The film’s central character – a Briton teaching expat children in Argentina – rescues a penguin and tries to help local people persecuted by the rightwing government. Re-enacting a true story, Coogan is showing how it’s possible to be involved in local communities even when the protagonist is an outsider.
Coogan is concerned about a political shift to the right built on a more selfish outlook, one that focuses on close family and casts a cold eye on people less fortunate. We see it in the US, in the rise of Reform in the UK, and in France and Germany. In the UK, local elections next month will be an opportunity to see if Reform is gaining ground.

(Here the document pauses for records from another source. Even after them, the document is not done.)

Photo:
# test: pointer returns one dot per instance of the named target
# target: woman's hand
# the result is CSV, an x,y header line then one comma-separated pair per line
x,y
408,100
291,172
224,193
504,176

It’s clear that a large and growing group of voters support rightwing candidates, and increasingly those from the far right, who promise to cut taxes, scrap regulations, reduce immigration and protect a singular freedom – “the freedom to spend your own money as you wish”, whether from a salary or drawing on family wealth.
To Make America/Britain/France/Germany great again, policies become ever more outlandish, without any apparent concern for the often terrible side effects.
We saw this in the act of economic delusion carried out by Liz Truss in 2022, and we are witnessing it now in the White House. Worse could be to come in the UK should Reform and the National Rally in France and AfD in Germany gain the level of votes needed to influence, if not control, the state.
Political scientists have been tracing the link for some time between financial security and an almost revolutionary, devil-may-care spirit in a growing number of voters.
As transformations go, it is a radical shift, and explains the disappearance of political groups like the home counties liberal Conservative – those who put the rule of law, a mixed economy and community spirit near the top of their wish list. They will be replaced by legions of well-heeled suburban voters in big metropolitan areas who rarely read or listen to news bulletins and care more about being left alone, especially by the government.
It brings about a different kind of social contract. Not the one that ties the rich to the poor because the rich understand everyone is better off if the poorest are raised up and given opportunities. That was the inclusive postwar capitalism that gave baby boomers all their advantages.
This new social contract is one between the better-off baby boomer and the state, which agrees to keep the poor behind high walls and out of sight, allowing the affluent to retain their ill-gotten gains from 30 years of house price increases and final salary occupational pensions (conveniently cancelled across the private sector for the next generation).
Oxford academics Jane Green and Raluca Pahontu found financial security reduces people’s risk aversion, making them more tolerant of taking large political risks.
Ben Ansell, professor of comparative democratic institutions at Nuffield College, Oxford, calls the impulse to vote for radical right policies Fadfo – or “fuck around, don’t find out”. Another Fadfo group votes for radical economic policies because they feel left out by society in some way, “whether it matches to their material circumstances or not”, says Ansell. “It’s about respect and status – or rather the lack of both.”
Was Truss the high-water mark for this way of thinking, after millions of people with mortgages found out very quickly the costs of the short-lived prime minister’s revolutionary tactics?
Not so fast. Those left worse off were far from being in the Trussian vanguard. They had not supported her or Boris Johnson or Brexit before that. They were, and are, the house-buying millennials, whose higher level of education puts them more in the Labour/Lib Dem/Green camp.
Rob Ford, professor of politics at the University of Manchester, says age and education have been the defining characteristics of voters in the last three elections.
The younger and better educated a person is, the more likely they are to see themselves as progressive. The opposite is true for those turning rightwards.
Ford says it is still true that affluent boomers vote more often than other groups, especially the young.
These are depressing messages for Coogan and anyone who is concerned about late-stage capitalism becoming an era when households turn in on themselves – to the benefit of the professional classes and the plutocrats, who get to keep their ill-gotten gains.
Maybe the Truss experiment will be a turning point. Trump’s tariffs could be another: a decade when the gamblers and hucksters promising lottery wins for all are shown to be charlatans.